Add Sirius Satellite Radio to the roster of content choices available on the Sonos Digital Music System. The version 2.3 firmware, available today as an automatic upgrade, delivers access to more than 80 Sirius stations to Sonos' line of multi-room digital audio products. Because the stations are streamed via the Sonos' broadband Internet connection, there is no need for any additional hardware, such as a satellite receiver add-on. After a free 30-day trial, access to the Sirius channels costs $3 per month (for existing Sirius subscribers) or $13 a month (for new subscribers who just want the service on their Sonos). However, that fee is getting you a premium 128kbps stream--so not only does it sound better than the standard online streaming available via Sirius' website, the Sonos version is likely to sound better than the increasingly compressed streams heard on most of the Sirius satellite radio receivers as well.

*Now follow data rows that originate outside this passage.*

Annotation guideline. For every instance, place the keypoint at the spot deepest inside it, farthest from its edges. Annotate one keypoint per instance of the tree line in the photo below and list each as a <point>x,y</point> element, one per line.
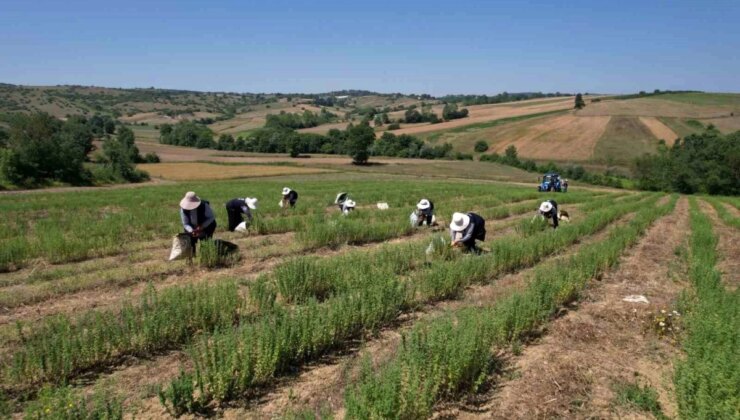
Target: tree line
<point>467,100</point>
<point>40,150</point>
<point>357,141</point>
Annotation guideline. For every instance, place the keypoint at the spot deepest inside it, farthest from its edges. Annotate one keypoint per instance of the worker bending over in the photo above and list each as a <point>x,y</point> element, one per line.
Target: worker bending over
<point>465,229</point>
<point>289,198</point>
<point>197,218</point>
<point>238,206</point>
<point>549,210</point>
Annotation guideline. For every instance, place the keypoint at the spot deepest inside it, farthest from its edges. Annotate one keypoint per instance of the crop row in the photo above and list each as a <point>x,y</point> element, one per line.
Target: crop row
<point>451,354</point>
<point>708,378</point>
<point>229,363</point>
<point>79,226</point>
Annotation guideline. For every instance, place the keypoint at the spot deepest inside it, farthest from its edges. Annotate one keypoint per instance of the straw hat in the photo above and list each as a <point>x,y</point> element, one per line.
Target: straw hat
<point>190,201</point>
<point>460,221</point>
<point>423,204</point>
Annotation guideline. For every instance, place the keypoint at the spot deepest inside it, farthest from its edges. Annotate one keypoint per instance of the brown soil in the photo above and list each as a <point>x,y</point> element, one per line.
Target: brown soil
<point>321,385</point>
<point>571,372</point>
<point>728,247</point>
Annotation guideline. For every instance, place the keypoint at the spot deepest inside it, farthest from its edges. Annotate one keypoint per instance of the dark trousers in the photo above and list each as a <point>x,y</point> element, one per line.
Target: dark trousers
<point>235,217</point>
<point>205,234</point>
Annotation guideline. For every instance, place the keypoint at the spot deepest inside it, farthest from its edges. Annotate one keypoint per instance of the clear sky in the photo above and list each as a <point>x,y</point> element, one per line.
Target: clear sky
<point>409,46</point>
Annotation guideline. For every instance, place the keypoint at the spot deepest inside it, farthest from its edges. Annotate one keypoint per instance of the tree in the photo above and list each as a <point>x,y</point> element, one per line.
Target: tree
<point>481,146</point>
<point>359,140</point>
<point>43,148</point>
<point>579,102</point>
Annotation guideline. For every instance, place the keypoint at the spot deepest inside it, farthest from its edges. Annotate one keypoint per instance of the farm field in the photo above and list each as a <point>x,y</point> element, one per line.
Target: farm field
<point>321,314</point>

We got a sneak preview of the Sirius functionality earlier this week. In addition to working just as well as everything thing else on the Sonos, the color screen on the Sonos CR100 remote provided quick and easy access to all of the available Sirius content. The remote's iPod-style scrollwheel made it easy to dive into favorite genres, and the channel name/icon and song and artist info were clearly displayed on the remote's color screen. When combined with the higher quality audio, the Sonos delivered a better Sirius experience than we've received with most actual Sirius satellite receivers.
What are the caveats? The Sirius content is only available to Sonos owners in the U.S., and it's limited to the content Sirius actually owns. That means all of the music and most of the talk channels--including Sirius's signature star, Howard Stern--are present, but some of the third-party sports and news providers (such as NFL football games) aren't. Also, only one Sirius stream is available to the entire Sonos system at a time--so you can listen to one channel in up to 32 rooms, but you can't listen to two Sirius channels in two separate rooms simultaneously. That said, it should be very easy for Sonos to add additional channels to the line-up if and when the Sirius/XM merger goes through.

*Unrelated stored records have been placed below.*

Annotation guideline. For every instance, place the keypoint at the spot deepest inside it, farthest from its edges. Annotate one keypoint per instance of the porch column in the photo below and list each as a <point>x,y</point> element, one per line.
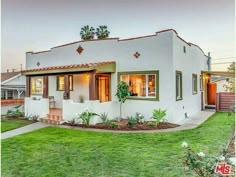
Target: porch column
<point>27,92</point>
<point>45,86</point>
<point>92,90</point>
<point>6,94</point>
<point>67,87</point>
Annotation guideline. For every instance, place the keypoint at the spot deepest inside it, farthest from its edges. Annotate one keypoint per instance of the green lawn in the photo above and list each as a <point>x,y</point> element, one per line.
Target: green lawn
<point>56,152</point>
<point>9,124</point>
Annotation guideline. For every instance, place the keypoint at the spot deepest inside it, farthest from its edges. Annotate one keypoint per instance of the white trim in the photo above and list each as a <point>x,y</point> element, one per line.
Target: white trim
<point>3,82</point>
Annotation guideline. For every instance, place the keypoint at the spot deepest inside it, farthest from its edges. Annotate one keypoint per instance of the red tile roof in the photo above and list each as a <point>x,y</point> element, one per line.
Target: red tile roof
<point>8,75</point>
<point>87,65</point>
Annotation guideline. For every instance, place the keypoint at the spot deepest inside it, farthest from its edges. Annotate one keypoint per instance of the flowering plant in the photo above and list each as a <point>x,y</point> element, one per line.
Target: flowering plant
<point>86,116</point>
<point>203,165</point>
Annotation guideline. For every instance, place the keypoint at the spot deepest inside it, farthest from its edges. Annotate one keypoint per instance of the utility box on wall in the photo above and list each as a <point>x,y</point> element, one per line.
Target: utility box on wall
<point>211,93</point>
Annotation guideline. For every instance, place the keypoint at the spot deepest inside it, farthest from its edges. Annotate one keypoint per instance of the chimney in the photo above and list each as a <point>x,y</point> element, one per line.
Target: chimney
<point>209,61</point>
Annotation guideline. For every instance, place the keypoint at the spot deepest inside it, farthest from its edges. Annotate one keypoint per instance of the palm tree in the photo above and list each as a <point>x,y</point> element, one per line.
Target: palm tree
<point>87,32</point>
<point>102,32</point>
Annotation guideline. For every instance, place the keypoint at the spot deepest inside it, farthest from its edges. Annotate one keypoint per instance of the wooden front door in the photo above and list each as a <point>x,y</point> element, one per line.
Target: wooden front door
<point>103,87</point>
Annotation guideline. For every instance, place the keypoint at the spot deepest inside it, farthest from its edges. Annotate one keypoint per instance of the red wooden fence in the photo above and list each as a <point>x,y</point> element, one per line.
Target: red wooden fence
<point>225,101</point>
<point>12,102</point>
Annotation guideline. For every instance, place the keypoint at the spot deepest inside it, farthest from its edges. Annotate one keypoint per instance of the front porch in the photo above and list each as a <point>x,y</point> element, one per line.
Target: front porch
<point>52,92</point>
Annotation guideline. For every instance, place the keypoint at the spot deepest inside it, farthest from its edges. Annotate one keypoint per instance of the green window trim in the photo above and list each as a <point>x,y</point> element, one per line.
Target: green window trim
<point>70,78</point>
<point>179,91</point>
<point>194,84</point>
<point>156,72</point>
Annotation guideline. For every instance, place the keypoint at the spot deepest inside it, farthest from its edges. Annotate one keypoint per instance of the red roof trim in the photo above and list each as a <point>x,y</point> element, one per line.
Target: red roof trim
<point>166,31</point>
<point>69,66</point>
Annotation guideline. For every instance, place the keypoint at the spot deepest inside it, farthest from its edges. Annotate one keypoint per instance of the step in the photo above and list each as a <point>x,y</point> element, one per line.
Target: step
<point>49,121</point>
<point>54,117</point>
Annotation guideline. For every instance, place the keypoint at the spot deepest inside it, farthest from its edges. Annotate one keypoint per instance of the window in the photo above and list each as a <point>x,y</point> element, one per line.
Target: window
<point>179,94</point>
<point>194,83</point>
<point>142,84</point>
<point>184,48</point>
<point>37,85</point>
<point>61,84</point>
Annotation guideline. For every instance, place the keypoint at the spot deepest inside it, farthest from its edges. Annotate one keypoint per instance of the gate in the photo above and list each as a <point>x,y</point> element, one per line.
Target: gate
<point>225,101</point>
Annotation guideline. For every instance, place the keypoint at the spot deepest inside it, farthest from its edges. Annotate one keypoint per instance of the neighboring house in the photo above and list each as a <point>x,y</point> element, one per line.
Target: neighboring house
<point>220,82</point>
<point>162,71</point>
<point>12,85</point>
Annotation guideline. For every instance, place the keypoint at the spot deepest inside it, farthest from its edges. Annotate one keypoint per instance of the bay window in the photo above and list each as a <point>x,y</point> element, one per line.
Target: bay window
<point>36,86</point>
<point>142,84</point>
<point>61,84</point>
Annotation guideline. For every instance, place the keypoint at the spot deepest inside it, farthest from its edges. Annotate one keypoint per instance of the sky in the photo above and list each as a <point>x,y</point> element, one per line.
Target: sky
<point>32,25</point>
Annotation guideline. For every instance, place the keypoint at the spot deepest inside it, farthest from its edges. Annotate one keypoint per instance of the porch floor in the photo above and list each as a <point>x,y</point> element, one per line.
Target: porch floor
<point>55,111</point>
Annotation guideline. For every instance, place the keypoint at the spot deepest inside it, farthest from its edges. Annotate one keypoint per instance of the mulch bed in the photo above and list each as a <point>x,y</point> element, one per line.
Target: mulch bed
<point>122,125</point>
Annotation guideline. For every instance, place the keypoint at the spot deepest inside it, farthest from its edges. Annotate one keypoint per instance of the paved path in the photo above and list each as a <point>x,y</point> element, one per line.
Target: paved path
<point>188,123</point>
<point>22,130</point>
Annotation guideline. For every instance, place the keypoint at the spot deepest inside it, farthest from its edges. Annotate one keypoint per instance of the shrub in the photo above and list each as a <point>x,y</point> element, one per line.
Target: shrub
<point>203,165</point>
<point>158,115</point>
<point>139,117</point>
<point>81,99</point>
<point>131,121</point>
<point>72,122</point>
<point>14,113</point>
<point>104,118</point>
<point>86,116</point>
<point>113,125</point>
<point>151,124</point>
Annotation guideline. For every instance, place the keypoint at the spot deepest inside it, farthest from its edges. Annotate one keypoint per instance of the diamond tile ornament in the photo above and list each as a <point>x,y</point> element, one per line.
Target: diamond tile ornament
<point>80,49</point>
<point>136,55</point>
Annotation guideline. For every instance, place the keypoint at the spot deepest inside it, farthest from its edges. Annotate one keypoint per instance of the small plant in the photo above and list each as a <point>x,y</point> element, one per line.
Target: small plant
<point>139,117</point>
<point>72,122</point>
<point>14,113</point>
<point>131,121</point>
<point>113,125</point>
<point>158,115</point>
<point>35,118</point>
<point>151,124</point>
<point>81,99</point>
<point>104,118</point>
<point>122,93</point>
<point>86,116</point>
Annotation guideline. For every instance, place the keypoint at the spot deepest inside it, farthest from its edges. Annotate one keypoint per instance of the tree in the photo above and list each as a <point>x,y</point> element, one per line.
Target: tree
<point>87,32</point>
<point>122,93</point>
<point>102,32</point>
<point>230,86</point>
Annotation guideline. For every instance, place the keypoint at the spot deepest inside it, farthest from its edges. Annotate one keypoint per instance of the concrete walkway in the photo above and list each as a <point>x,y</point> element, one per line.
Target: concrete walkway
<point>189,123</point>
<point>22,130</point>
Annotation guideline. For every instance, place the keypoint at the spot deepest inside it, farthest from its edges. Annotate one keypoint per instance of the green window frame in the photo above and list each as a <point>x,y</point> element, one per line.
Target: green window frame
<point>60,83</point>
<point>36,85</point>
<point>149,85</point>
<point>194,84</point>
<point>178,85</point>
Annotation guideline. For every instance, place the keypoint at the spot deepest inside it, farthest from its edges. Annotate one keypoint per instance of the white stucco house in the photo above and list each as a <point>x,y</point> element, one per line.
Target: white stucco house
<point>12,85</point>
<point>162,71</point>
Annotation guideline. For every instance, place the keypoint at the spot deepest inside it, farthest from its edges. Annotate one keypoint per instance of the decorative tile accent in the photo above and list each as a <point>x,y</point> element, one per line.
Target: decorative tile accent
<point>80,49</point>
<point>136,55</point>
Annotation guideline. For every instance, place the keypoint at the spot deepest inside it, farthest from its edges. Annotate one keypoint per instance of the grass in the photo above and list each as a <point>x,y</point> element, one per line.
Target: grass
<point>10,124</point>
<point>56,152</point>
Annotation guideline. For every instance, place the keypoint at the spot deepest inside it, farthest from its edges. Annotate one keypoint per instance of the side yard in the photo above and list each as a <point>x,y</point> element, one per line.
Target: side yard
<point>64,152</point>
<point>10,124</point>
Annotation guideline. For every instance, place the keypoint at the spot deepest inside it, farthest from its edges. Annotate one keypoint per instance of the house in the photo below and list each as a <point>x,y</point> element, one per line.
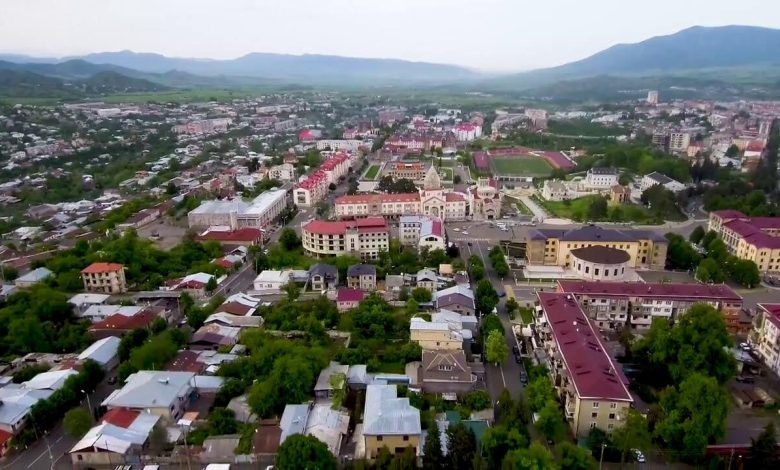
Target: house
<point>319,420</point>
<point>445,371</point>
<point>119,439</point>
<point>436,335</point>
<point>163,393</point>
<point>107,278</point>
<point>323,277</point>
<point>655,178</point>
<point>427,279</point>
<point>323,389</point>
<point>459,299</point>
<point>33,277</point>
<point>389,421</point>
<point>104,352</point>
<point>362,276</point>
<point>271,282</point>
<point>347,298</point>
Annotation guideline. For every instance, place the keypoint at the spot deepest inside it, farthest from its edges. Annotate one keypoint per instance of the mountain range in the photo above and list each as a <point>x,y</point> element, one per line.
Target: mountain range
<point>697,56</point>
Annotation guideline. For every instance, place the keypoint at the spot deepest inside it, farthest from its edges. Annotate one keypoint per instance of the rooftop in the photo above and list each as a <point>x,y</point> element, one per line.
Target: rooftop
<point>386,414</point>
<point>590,366</point>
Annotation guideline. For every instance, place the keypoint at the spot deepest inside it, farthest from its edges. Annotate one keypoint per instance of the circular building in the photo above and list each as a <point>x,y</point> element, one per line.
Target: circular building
<point>599,263</point>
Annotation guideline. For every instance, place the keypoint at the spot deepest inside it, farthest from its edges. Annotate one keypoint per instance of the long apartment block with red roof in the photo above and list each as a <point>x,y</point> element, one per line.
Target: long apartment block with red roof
<point>752,238</point>
<point>593,388</point>
<point>616,305</point>
<point>365,238</point>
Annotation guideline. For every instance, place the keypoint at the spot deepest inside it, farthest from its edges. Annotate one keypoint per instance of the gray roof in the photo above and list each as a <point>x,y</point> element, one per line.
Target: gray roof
<point>361,270</point>
<point>326,270</point>
<point>151,389</point>
<point>386,414</point>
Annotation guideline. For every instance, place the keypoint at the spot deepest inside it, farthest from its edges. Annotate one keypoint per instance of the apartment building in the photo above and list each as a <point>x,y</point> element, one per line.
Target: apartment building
<point>365,238</point>
<point>552,247</point>
<point>594,391</point>
<point>752,238</point>
<point>766,335</point>
<point>106,278</point>
<point>616,305</point>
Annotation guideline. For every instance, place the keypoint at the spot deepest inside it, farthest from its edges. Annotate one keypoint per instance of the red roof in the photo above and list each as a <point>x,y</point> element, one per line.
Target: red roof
<point>120,417</point>
<point>242,234</point>
<point>590,366</point>
<point>377,198</point>
<point>328,227</point>
<point>649,289</point>
<point>349,295</point>
<point>97,268</point>
<point>771,312</point>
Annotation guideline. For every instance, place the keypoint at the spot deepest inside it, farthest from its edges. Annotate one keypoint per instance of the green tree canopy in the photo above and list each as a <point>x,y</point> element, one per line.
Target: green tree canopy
<point>300,452</point>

Despite those few quibbles, it's hard to discount the addition of Sirius content. Along with Rhapsody, Pandora, and a panoply of free Internet radio stations, Sirius is yet another instantly available streaming source for the Sonos that doesn't require a PC. And like all of those past upgrades, it works on every Sonos model that's been sold from day one, without the need to buy any new hardware or accessories. That's why the latest Sonos bundle remains an enthusiastic Editors' Choice.